# 509 Final Project

This notebook queries the URLs from the MySQL table, scrapes the HTML article contents, then inserts it into a pandas dataframe. The scraped data is then persisted in two ways: 1) The HTML content is written it back to another column in the MySQL table; 2) A copy of the full DF is written to a CSV file for further processing (i.e., preprocessing).

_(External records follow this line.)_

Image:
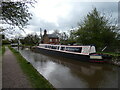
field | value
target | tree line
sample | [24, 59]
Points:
[95, 29]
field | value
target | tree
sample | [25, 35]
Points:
[95, 29]
[15, 13]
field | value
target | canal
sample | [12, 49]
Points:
[66, 73]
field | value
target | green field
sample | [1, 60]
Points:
[37, 80]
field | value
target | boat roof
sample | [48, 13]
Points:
[68, 45]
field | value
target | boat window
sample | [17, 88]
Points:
[74, 49]
[62, 48]
[54, 47]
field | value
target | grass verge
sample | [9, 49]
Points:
[37, 80]
[110, 53]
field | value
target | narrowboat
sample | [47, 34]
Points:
[81, 53]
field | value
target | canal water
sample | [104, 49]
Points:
[66, 73]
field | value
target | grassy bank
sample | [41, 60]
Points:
[37, 80]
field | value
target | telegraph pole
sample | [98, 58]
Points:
[40, 34]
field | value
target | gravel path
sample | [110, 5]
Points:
[13, 77]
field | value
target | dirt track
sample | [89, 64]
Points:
[13, 77]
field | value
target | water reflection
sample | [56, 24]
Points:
[64, 73]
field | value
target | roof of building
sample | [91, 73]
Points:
[52, 36]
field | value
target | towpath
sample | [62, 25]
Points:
[12, 75]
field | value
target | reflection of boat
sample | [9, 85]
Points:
[82, 53]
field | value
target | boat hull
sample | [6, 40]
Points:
[85, 58]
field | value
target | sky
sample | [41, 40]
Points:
[64, 15]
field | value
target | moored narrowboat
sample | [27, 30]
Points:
[81, 53]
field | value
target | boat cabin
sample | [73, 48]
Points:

## Globally import libraries

Libraries needed mostly pertain to MySQL database connection and dataframe manipulation.

In [1]:
import numpy as np
import pandas as pd
import pymysql as mysql
import matplotlib.pyplot as plt
import os
import shutil
import re
import logging
import time
import zipfile
import requests
from bs4 import BeautifulSoup
import datetime as dt
import re
import regex as rex
from collections import defaultdict, Counter
import random
import json

# Set pandas global options
pd.options.display.max_rows = 17

## Initiate MySQL connection

Open connection to existing MySQL schema and table. Pull masked user and password from environment variable.

In [2]:
'''Set local environment variables to hide user name & password citation:
https://www.geeksforgeeks.org/how-to-hide-sensitive-credentials-using-python/
'''
user_name = os.environ['MySQLUSRAC']
user_pass = os.environ['MySQLPWDAC']

# Instantiate connection
db_conn = mysql.connect(host='localhost',
                        port=int(3306),
                        user=user_name,
                        passwd=user_pass,
                        db='599_capstone')

# Create a cursor object
cursor = db_conn.cursor()

Display schema tables to ensure the connection was successful.

In [3]:
tbl_names = pd.read_sql('SHOW TABLES', db_conn)

display(tbl_names)
print(type(tbl_names))

Unnamed: 0,Tables_in_599_capstone
0,nar_temp
1,news_articles


<class 'pandas.core.frame.DataFrame'>


Use pandas to select all articles from the MySQL database

In [4]:
slct_tbl_full_df02 = pd.read_sql(
                                '''
                                SELECT * FROM news_articles
                                ''',
                                db_conn)

Establish working directories for saving dataframes as CSV files

In [5]:
'''Dir nav citation:
https://softhints.com/python-change-directory-parent/
'''
curr_dir = os.path.abspath(os.curdir)
print(curr_dir)
os.chdir("..")
up1_dir = os.path.abspath(os.curdir)
print(up1_dir)

C:\Users\acarr\Documents\GitHub\599_team_project\deliverables
C:\Users\acarr\Documents\GitHub\599_team_project


Get current date/time to append to file name string

In [6]:
today = dt.datetime.today()
today= str(today)
today = today.replace(':', '-').replace('.', '').replace(' ', '_')
print(today)
print(type(today))

2023-07-09_15-40-41699857
<class 'str'>


Establish full file name path

In [7]:
data_location = 'data'

scraped_file_name = f'data_scraped_amc_{today}.csv'
all_file_name = f'data_all_amc_{today}.csv'

scraped_file_path01 = os.path.join(up1_dir, data_location, scraped_file_name)
all_file_path01 = os.path.join(up1_dir, data_location, all_file_name)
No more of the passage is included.